Privacy in the Digital Age
More and more each day, we have to make decisions about our privacy as more and more of our data becomes accessible online, from setting our privacy settings on Facebook to accepting the terms and conditions of our smart thermostats. Sometimes, taking reasonable precautions isn’t enough, because even with the best intentions, organizations can release data that infringes on individuals’ privacy. For the average person, the risk isn’t enough to warrant removing him- or herself from the internet entirely or taking other extreme measures to ensure privacy. However, it’s important to be a part of the conversation so that accidental publishings of sensitive data don’t happen as often. The conversation, as pointed out by Eleanor Sattia, is ongoing and of paramount importance to the future of data analysis.
Early Data Dumps
Perhaps the most well know sensitive data dump was the release of the Enron email data in March of 2003. This data was initially released without any personal information taken out, including addresses, phone numbers, bank records, and Social Security Numbers. The data dump was handled very naively. Even though such a large corpus hasn’t been released since, people have learned to handle even smaller data dumps with much more care.
Then, in August, 2006, AOL Research released 3 months’ worth of search data, only to delete it 3 days later (but not after it had been mirrored elsewhere). While there weren’t any blatantly sensitive pieces of information in the dataset, it proved a second lesson in anonymizing data dumps. All of the internet searches in the data set had a user id associated with them, which could be used to figure out a given user’s identity, since many searches are location specific and give away other identifying factors (such as pet ownership) that, when combined, can be used to ascertain someone’s identity.
Identifying Potential Identifiers
Since those early days of the internet, researchers and data analysts have been much more careful in the data that they release. In Ethical Privacy Guidelines for Mobile Connectivity Measurements, Zevenbergen, Brown, Wright, and Erdos lay out 3 levels of identifiable information, from most direct to least in terms of identification:
- Identifiers – name, address, social security numbers, mobile phone number, IMEI number
- Key-Attributes – age, race, gender, date of birth and place of residence
- Secondary Attributes – settings in an application, the battery level measured over time, or location patterns
The “Identifiers” category is an obvious violation of security (except for that first Enron data dump), but the other attributes are trickier. For instance, some of that data might be crucial to making certain discoveries in the data. To ask the question, “How likely are young people to use paper phone books?” you need to ask the respondents’ age. The key to the problem of deanonymization is knowing how combinations of this data and the contexts of the data factor in to how easily identifiable any record in your data is.
Subtler Deanonymization Cases
To illustrate how subtle these identifiers can be in your dataset, we’ll look at 3 recent deanonymization cases where it wasn’t obvious at first that there were any problems with the data being released.
A 2009 paper from Golle and Partridge used Bayesian techniques on U.S. Census data to show that “disclosing both the census tracts where one lives and where one works places 24.2% of the working population in an anonymity set that contains 5 or fewer individuals, and 7.4% in a set of 2 or fewer individuals.” While somewhat surprising, they were able to hone in on individuals to this degree for specificity with only their work location and home location at the granularity of a census tract. They recommend “a considerable amount of location obfuscation (at the granularity of counties)…to protect the anonymity of location traces.”
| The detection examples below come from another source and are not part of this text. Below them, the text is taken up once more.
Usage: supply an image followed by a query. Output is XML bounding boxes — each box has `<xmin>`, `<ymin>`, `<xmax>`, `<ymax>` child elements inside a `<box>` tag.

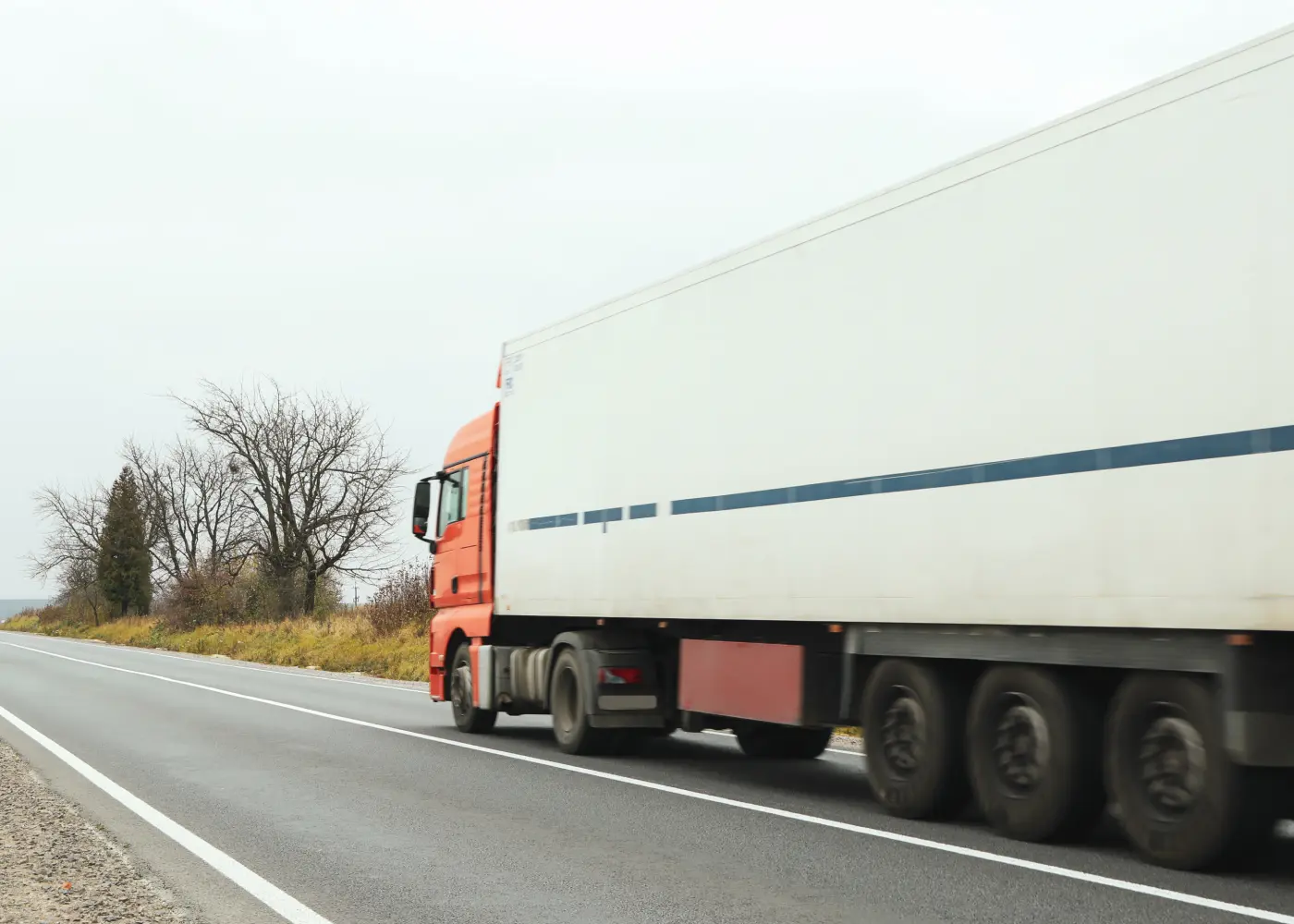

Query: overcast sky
<box><xmin>0</xmin><ymin>0</ymin><xmax>1294</xmax><ymax>598</ymax></box>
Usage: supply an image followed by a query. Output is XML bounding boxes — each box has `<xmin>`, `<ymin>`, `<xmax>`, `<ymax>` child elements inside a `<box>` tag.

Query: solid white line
<box><xmin>0</xmin><ymin>699</ymin><xmax>330</xmax><ymax>924</ymax></box>
<box><xmin>0</xmin><ymin>642</ymin><xmax>1294</xmax><ymax>924</ymax></box>
<box><xmin>0</xmin><ymin>636</ymin><xmax>427</xmax><ymax>697</ymax></box>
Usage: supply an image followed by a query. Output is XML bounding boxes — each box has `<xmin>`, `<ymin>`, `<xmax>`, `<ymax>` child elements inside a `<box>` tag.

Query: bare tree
<box><xmin>180</xmin><ymin>382</ymin><xmax>407</xmax><ymax>612</ymax></box>
<box><xmin>122</xmin><ymin>440</ymin><xmax>252</xmax><ymax>582</ymax></box>
<box><xmin>27</xmin><ymin>484</ymin><xmax>107</xmax><ymax>625</ymax></box>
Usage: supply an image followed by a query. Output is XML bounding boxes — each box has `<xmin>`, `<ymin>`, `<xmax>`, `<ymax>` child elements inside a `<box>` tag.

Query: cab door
<box><xmin>431</xmin><ymin>462</ymin><xmax>480</xmax><ymax>610</ymax></box>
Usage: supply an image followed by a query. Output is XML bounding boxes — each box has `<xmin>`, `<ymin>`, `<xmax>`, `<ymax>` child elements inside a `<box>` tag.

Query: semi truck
<box><xmin>413</xmin><ymin>27</ymin><xmax>1294</xmax><ymax>869</ymax></box>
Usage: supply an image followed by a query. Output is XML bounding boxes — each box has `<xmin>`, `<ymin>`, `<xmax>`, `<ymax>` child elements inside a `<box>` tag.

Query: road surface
<box><xmin>0</xmin><ymin>631</ymin><xmax>1294</xmax><ymax>924</ymax></box>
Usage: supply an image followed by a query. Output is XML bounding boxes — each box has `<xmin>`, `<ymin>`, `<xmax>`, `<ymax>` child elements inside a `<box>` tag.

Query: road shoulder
<box><xmin>0</xmin><ymin>742</ymin><xmax>195</xmax><ymax>924</ymax></box>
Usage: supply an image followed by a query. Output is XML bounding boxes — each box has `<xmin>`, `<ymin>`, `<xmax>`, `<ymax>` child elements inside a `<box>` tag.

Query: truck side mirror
<box><xmin>413</xmin><ymin>478</ymin><xmax>431</xmax><ymax>542</ymax></box>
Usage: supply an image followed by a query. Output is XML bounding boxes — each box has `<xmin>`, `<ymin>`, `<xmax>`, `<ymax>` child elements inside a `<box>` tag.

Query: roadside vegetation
<box><xmin>4</xmin><ymin>382</ymin><xmax>431</xmax><ymax>681</ymax></box>
<box><xmin>3</xmin><ymin>563</ymin><xmax>431</xmax><ymax>681</ymax></box>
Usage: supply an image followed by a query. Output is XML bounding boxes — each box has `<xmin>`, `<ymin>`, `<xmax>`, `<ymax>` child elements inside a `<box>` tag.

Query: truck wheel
<box><xmin>861</xmin><ymin>660</ymin><xmax>970</xmax><ymax>818</ymax></box>
<box><xmin>967</xmin><ymin>666</ymin><xmax>1105</xmax><ymax>841</ymax></box>
<box><xmin>1105</xmin><ymin>673</ymin><xmax>1276</xmax><ymax>869</ymax></box>
<box><xmin>549</xmin><ymin>649</ymin><xmax>624</xmax><ymax>755</ymax></box>
<box><xmin>449</xmin><ymin>642</ymin><xmax>498</xmax><ymax>736</ymax></box>
<box><xmin>735</xmin><ymin>723</ymin><xmax>831</xmax><ymax>761</ymax></box>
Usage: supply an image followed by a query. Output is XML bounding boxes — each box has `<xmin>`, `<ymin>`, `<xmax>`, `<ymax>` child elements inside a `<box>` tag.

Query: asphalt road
<box><xmin>0</xmin><ymin>633</ymin><xmax>1294</xmax><ymax>924</ymax></box>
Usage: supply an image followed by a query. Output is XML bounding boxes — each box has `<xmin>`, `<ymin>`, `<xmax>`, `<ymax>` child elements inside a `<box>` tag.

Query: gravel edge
<box><xmin>0</xmin><ymin>740</ymin><xmax>197</xmax><ymax>924</ymax></box>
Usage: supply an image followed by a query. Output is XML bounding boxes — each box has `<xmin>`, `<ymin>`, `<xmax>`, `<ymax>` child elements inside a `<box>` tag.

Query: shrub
<box><xmin>368</xmin><ymin>560</ymin><xmax>433</xmax><ymax>636</ymax></box>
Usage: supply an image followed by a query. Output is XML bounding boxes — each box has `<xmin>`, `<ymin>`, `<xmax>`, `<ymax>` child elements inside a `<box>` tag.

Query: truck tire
<box><xmin>449</xmin><ymin>642</ymin><xmax>498</xmax><ymax>736</ymax></box>
<box><xmin>1105</xmin><ymin>673</ymin><xmax>1277</xmax><ymax>869</ymax></box>
<box><xmin>860</xmin><ymin>660</ymin><xmax>970</xmax><ymax>818</ymax></box>
<box><xmin>734</xmin><ymin>723</ymin><xmax>831</xmax><ymax>761</ymax></box>
<box><xmin>967</xmin><ymin>665</ymin><xmax>1105</xmax><ymax>841</ymax></box>
<box><xmin>549</xmin><ymin>649</ymin><xmax>625</xmax><ymax>755</ymax></box>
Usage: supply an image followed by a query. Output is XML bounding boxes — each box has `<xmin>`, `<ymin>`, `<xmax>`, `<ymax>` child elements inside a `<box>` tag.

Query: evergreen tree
<box><xmin>97</xmin><ymin>468</ymin><xmax>153</xmax><ymax>616</ymax></box>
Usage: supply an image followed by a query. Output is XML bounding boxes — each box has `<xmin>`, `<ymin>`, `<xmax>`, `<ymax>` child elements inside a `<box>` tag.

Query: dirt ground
<box><xmin>0</xmin><ymin>742</ymin><xmax>193</xmax><ymax>924</ymax></box>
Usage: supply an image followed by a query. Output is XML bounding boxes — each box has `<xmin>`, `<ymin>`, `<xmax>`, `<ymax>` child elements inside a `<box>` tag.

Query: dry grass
<box><xmin>4</xmin><ymin>607</ymin><xmax>427</xmax><ymax>681</ymax></box>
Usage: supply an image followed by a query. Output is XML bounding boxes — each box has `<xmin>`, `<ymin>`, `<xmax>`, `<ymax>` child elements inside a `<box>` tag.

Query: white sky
<box><xmin>0</xmin><ymin>0</ymin><xmax>1294</xmax><ymax>598</ymax></box>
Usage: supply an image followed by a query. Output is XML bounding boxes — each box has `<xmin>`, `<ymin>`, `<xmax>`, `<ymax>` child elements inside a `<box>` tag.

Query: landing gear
<box><xmin>1105</xmin><ymin>675</ymin><xmax>1278</xmax><ymax>869</ymax></box>
<box><xmin>968</xmin><ymin>666</ymin><xmax>1105</xmax><ymax>841</ymax></box>
<box><xmin>449</xmin><ymin>642</ymin><xmax>498</xmax><ymax>736</ymax></box>
<box><xmin>734</xmin><ymin>723</ymin><xmax>831</xmax><ymax>761</ymax></box>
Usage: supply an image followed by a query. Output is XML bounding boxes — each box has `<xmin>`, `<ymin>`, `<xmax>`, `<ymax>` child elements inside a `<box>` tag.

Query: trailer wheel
<box><xmin>860</xmin><ymin>660</ymin><xmax>970</xmax><ymax>818</ymax></box>
<box><xmin>967</xmin><ymin>665</ymin><xmax>1105</xmax><ymax>841</ymax></box>
<box><xmin>549</xmin><ymin>649</ymin><xmax>622</xmax><ymax>755</ymax></box>
<box><xmin>449</xmin><ymin>640</ymin><xmax>498</xmax><ymax>736</ymax></box>
<box><xmin>734</xmin><ymin>723</ymin><xmax>831</xmax><ymax>761</ymax></box>
<box><xmin>1105</xmin><ymin>673</ymin><xmax>1277</xmax><ymax>869</ymax></box>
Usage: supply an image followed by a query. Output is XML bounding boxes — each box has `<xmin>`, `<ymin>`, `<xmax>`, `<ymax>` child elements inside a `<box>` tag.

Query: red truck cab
<box><xmin>414</xmin><ymin>404</ymin><xmax>498</xmax><ymax>705</ymax></box>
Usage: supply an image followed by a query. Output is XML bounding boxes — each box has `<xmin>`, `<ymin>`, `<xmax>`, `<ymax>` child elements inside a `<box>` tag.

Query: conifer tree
<box><xmin>97</xmin><ymin>466</ymin><xmax>153</xmax><ymax>616</ymax></box>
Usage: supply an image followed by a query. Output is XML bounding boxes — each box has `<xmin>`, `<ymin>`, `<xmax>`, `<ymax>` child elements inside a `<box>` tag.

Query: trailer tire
<box><xmin>449</xmin><ymin>639</ymin><xmax>498</xmax><ymax>736</ymax></box>
<box><xmin>967</xmin><ymin>665</ymin><xmax>1105</xmax><ymax>841</ymax></box>
<box><xmin>860</xmin><ymin>660</ymin><xmax>970</xmax><ymax>818</ymax></box>
<box><xmin>734</xmin><ymin>721</ymin><xmax>831</xmax><ymax>761</ymax></box>
<box><xmin>1105</xmin><ymin>673</ymin><xmax>1278</xmax><ymax>869</ymax></box>
<box><xmin>549</xmin><ymin>649</ymin><xmax>627</xmax><ymax>755</ymax></box>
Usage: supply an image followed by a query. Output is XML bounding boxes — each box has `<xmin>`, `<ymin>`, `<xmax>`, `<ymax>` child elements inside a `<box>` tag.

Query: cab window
<box><xmin>436</xmin><ymin>468</ymin><xmax>467</xmax><ymax>537</ymax></box>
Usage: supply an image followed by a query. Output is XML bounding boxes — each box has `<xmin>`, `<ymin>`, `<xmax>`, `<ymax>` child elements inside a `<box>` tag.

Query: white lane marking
<box><xmin>0</xmin><ymin>636</ymin><xmax>427</xmax><ymax>697</ymax></box>
<box><xmin>0</xmin><ymin>642</ymin><xmax>1294</xmax><ymax>924</ymax></box>
<box><xmin>702</xmin><ymin>729</ymin><xmax>867</xmax><ymax>757</ymax></box>
<box><xmin>0</xmin><ymin>703</ymin><xmax>330</xmax><ymax>924</ymax></box>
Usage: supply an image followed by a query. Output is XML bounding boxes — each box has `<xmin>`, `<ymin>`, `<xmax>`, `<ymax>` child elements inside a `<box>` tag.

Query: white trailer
<box><xmin>419</xmin><ymin>29</ymin><xmax>1294</xmax><ymax>866</ymax></box>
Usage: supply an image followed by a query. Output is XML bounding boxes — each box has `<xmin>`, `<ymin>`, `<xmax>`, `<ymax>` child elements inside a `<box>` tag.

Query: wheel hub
<box><xmin>993</xmin><ymin>694</ymin><xmax>1051</xmax><ymax>797</ymax></box>
<box><xmin>881</xmin><ymin>687</ymin><xmax>926</xmax><ymax>779</ymax></box>
<box><xmin>1140</xmin><ymin>716</ymin><xmax>1207</xmax><ymax>817</ymax></box>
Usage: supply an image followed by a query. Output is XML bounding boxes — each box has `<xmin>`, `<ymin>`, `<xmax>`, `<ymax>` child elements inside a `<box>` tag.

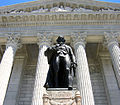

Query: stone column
<box><xmin>105</xmin><ymin>32</ymin><xmax>120</xmax><ymax>88</ymax></box>
<box><xmin>0</xmin><ymin>35</ymin><xmax>20</xmax><ymax>105</ymax></box>
<box><xmin>4</xmin><ymin>56</ymin><xmax>24</xmax><ymax>105</ymax></box>
<box><xmin>32</xmin><ymin>35</ymin><xmax>50</xmax><ymax>105</ymax></box>
<box><xmin>72</xmin><ymin>33</ymin><xmax>94</xmax><ymax>105</ymax></box>
<box><xmin>100</xmin><ymin>53</ymin><xmax>120</xmax><ymax>105</ymax></box>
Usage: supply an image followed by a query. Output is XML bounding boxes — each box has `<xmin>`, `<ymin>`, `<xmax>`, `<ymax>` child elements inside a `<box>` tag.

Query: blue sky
<box><xmin>0</xmin><ymin>0</ymin><xmax>120</xmax><ymax>6</ymax></box>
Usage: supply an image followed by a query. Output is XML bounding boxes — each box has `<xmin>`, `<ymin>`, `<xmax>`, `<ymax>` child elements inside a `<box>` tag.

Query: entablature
<box><xmin>0</xmin><ymin>12</ymin><xmax>120</xmax><ymax>28</ymax></box>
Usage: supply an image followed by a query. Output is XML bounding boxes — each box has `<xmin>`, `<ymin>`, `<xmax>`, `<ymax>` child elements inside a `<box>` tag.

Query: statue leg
<box><xmin>53</xmin><ymin>56</ymin><xmax>60</xmax><ymax>88</ymax></box>
<box><xmin>65</xmin><ymin>57</ymin><xmax>73</xmax><ymax>90</ymax></box>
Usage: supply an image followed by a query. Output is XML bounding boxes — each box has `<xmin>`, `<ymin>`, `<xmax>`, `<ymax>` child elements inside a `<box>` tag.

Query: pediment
<box><xmin>0</xmin><ymin>0</ymin><xmax>120</xmax><ymax>14</ymax></box>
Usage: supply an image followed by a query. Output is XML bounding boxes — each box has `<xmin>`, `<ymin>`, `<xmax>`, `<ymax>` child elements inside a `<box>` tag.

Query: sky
<box><xmin>0</xmin><ymin>0</ymin><xmax>120</xmax><ymax>6</ymax></box>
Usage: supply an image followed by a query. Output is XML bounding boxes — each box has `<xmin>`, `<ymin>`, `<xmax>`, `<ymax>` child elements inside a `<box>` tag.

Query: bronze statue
<box><xmin>44</xmin><ymin>36</ymin><xmax>77</xmax><ymax>90</ymax></box>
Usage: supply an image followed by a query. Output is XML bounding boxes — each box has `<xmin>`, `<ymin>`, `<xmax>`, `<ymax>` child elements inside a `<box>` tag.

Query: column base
<box><xmin>43</xmin><ymin>88</ymin><xmax>81</xmax><ymax>105</ymax></box>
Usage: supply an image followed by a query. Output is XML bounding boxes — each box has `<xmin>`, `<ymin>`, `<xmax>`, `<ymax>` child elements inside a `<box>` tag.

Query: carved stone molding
<box><xmin>0</xmin><ymin>1</ymin><xmax>120</xmax><ymax>14</ymax></box>
<box><xmin>0</xmin><ymin>12</ymin><xmax>120</xmax><ymax>28</ymax></box>
<box><xmin>37</xmin><ymin>33</ymin><xmax>52</xmax><ymax>47</ymax></box>
<box><xmin>104</xmin><ymin>32</ymin><xmax>120</xmax><ymax>46</ymax></box>
<box><xmin>6</xmin><ymin>33</ymin><xmax>22</xmax><ymax>49</ymax></box>
<box><xmin>71</xmin><ymin>32</ymin><xmax>87</xmax><ymax>47</ymax></box>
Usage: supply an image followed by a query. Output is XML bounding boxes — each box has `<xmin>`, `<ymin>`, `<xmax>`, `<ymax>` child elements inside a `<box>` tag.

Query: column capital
<box><xmin>104</xmin><ymin>32</ymin><xmax>119</xmax><ymax>47</ymax></box>
<box><xmin>71</xmin><ymin>32</ymin><xmax>87</xmax><ymax>47</ymax></box>
<box><xmin>6</xmin><ymin>33</ymin><xmax>22</xmax><ymax>49</ymax></box>
<box><xmin>37</xmin><ymin>33</ymin><xmax>52</xmax><ymax>47</ymax></box>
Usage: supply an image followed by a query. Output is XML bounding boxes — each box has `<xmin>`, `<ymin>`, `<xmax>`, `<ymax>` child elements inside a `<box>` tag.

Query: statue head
<box><xmin>56</xmin><ymin>36</ymin><xmax>66</xmax><ymax>43</ymax></box>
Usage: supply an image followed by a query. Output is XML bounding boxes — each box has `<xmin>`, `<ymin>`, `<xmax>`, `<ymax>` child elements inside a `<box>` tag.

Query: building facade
<box><xmin>0</xmin><ymin>0</ymin><xmax>120</xmax><ymax>105</ymax></box>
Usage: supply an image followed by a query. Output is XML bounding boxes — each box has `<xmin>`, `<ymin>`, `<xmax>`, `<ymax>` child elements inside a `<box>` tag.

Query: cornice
<box><xmin>0</xmin><ymin>12</ymin><xmax>120</xmax><ymax>28</ymax></box>
<box><xmin>0</xmin><ymin>0</ymin><xmax>120</xmax><ymax>14</ymax></box>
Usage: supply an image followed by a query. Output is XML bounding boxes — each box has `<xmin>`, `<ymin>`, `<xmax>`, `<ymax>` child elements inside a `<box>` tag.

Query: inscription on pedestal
<box><xmin>43</xmin><ymin>90</ymin><xmax>81</xmax><ymax>105</ymax></box>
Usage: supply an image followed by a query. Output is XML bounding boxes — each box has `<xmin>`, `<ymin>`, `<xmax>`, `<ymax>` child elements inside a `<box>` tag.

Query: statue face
<box><xmin>56</xmin><ymin>36</ymin><xmax>65</xmax><ymax>44</ymax></box>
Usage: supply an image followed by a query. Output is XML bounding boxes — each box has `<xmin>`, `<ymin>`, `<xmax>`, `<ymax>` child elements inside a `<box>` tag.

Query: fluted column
<box><xmin>0</xmin><ymin>35</ymin><xmax>20</xmax><ymax>105</ymax></box>
<box><xmin>72</xmin><ymin>33</ymin><xmax>94</xmax><ymax>105</ymax></box>
<box><xmin>105</xmin><ymin>32</ymin><xmax>120</xmax><ymax>88</ymax></box>
<box><xmin>32</xmin><ymin>35</ymin><xmax>51</xmax><ymax>105</ymax></box>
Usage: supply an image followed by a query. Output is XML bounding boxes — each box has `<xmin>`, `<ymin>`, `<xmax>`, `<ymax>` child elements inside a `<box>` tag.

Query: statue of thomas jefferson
<box><xmin>44</xmin><ymin>36</ymin><xmax>77</xmax><ymax>90</ymax></box>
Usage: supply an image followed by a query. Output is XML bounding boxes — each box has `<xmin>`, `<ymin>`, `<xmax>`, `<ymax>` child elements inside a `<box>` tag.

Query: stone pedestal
<box><xmin>43</xmin><ymin>89</ymin><xmax>81</xmax><ymax>105</ymax></box>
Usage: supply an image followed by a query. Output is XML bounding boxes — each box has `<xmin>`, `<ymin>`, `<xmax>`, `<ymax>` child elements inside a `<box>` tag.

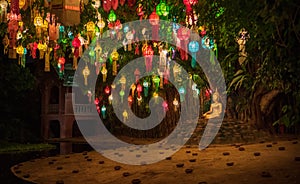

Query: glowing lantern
<box><xmin>108</xmin><ymin>10</ymin><xmax>117</xmax><ymax>22</ymax></box>
<box><xmin>97</xmin><ymin>13</ymin><xmax>105</xmax><ymax>36</ymax></box>
<box><xmin>143</xmin><ymin>80</ymin><xmax>149</xmax><ymax>97</ymax></box>
<box><xmin>156</xmin><ymin>1</ymin><xmax>170</xmax><ymax>17</ymax></box>
<box><xmin>119</xmin><ymin>90</ymin><xmax>125</xmax><ymax>103</ymax></box>
<box><xmin>16</xmin><ymin>45</ymin><xmax>25</xmax><ymax>67</ymax></box>
<box><xmin>86</xmin><ymin>21</ymin><xmax>96</xmax><ymax>41</ymax></box>
<box><xmin>130</xmin><ymin>83</ymin><xmax>136</xmax><ymax>96</ymax></box>
<box><xmin>101</xmin><ymin>105</ymin><xmax>106</xmax><ymax>119</ymax></box>
<box><xmin>120</xmin><ymin>75</ymin><xmax>126</xmax><ymax>90</ymax></box>
<box><xmin>178</xmin><ymin>86</ymin><xmax>185</xmax><ymax>102</ymax></box>
<box><xmin>38</xmin><ymin>42</ymin><xmax>48</xmax><ymax>59</ymax></box>
<box><xmin>82</xmin><ymin>65</ymin><xmax>91</xmax><ymax>86</ymax></box>
<box><xmin>136</xmin><ymin>3</ymin><xmax>145</xmax><ymax>20</ymax></box>
<box><xmin>0</xmin><ymin>0</ymin><xmax>8</xmax><ymax>23</ymax></box>
<box><xmin>142</xmin><ymin>44</ymin><xmax>154</xmax><ymax>72</ymax></box>
<box><xmin>104</xmin><ymin>86</ymin><xmax>110</xmax><ymax>95</ymax></box>
<box><xmin>122</xmin><ymin>109</ymin><xmax>128</xmax><ymax>122</ymax></box>
<box><xmin>153</xmin><ymin>92</ymin><xmax>158</xmax><ymax>103</ymax></box>
<box><xmin>127</xmin><ymin>95</ymin><xmax>133</xmax><ymax>107</ymax></box>
<box><xmin>136</xmin><ymin>83</ymin><xmax>143</xmax><ymax>98</ymax></box>
<box><xmin>126</xmin><ymin>31</ymin><xmax>134</xmax><ymax>51</ymax></box>
<box><xmin>33</xmin><ymin>14</ymin><xmax>43</xmax><ymax>38</ymax></box>
<box><xmin>72</xmin><ymin>36</ymin><xmax>81</xmax><ymax>69</ymax></box>
<box><xmin>134</xmin><ymin>68</ymin><xmax>141</xmax><ymax>82</ymax></box>
<box><xmin>177</xmin><ymin>27</ymin><xmax>190</xmax><ymax>60</ymax></box>
<box><xmin>149</xmin><ymin>10</ymin><xmax>159</xmax><ymax>41</ymax></box>
<box><xmin>111</xmin><ymin>49</ymin><xmax>119</xmax><ymax>76</ymax></box>
<box><xmin>101</xmin><ymin>65</ymin><xmax>107</xmax><ymax>82</ymax></box>
<box><xmin>136</xmin><ymin>96</ymin><xmax>143</xmax><ymax>106</ymax></box>
<box><xmin>152</xmin><ymin>76</ymin><xmax>160</xmax><ymax>92</ymax></box>
<box><xmin>44</xmin><ymin>47</ymin><xmax>53</xmax><ymax>72</ymax></box>
<box><xmin>162</xmin><ymin>101</ymin><xmax>169</xmax><ymax>112</ymax></box>
<box><xmin>189</xmin><ymin>41</ymin><xmax>199</xmax><ymax>68</ymax></box>
<box><xmin>108</xmin><ymin>94</ymin><xmax>114</xmax><ymax>104</ymax></box>
<box><xmin>173</xmin><ymin>98</ymin><xmax>179</xmax><ymax>111</ymax></box>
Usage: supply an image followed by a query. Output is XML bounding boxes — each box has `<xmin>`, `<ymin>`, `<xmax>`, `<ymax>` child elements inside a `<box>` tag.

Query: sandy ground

A 2013 paper from Gymrek et al. lays out a method for using public records on genetics and ancestry datasets to identify the surnames of individuals based on segments of their DNA. According to Gymrek, “sharing sequencing data sets without identifiers has become a common practice in genomics.” Despite these data sets not having identifying information in them, the paper goes on to show that by using the numerous databases and websites with “hundreds of thousands of surname-haplotype records”, these sequences can be deanonymized, since surnames are generally passed down paternally, and haplotypes are found on Y chromosomes (which are also passed down paternally).
Then in 2014, Vijay Pandurangan was able to identify specific NYC taxi routes from an official data release, despite attemps to anonymize the records. Each taxi has some unique identifiers, which were hashed using a one-way hash function (MD5) to obfuscate their true values. However, due to the small domain size of the original id values, Pandurangan was able to run through all possible ids, matching them to their hash values, all within a couple of hours.
These three last cases of deanonymization techniques are not as obvious as the Enron and AOL cases above, but they’re no less dangerous in a world of sophisticated deanonymization techniques. These cases are eye-opening warning stories reminding us to think before releasing data.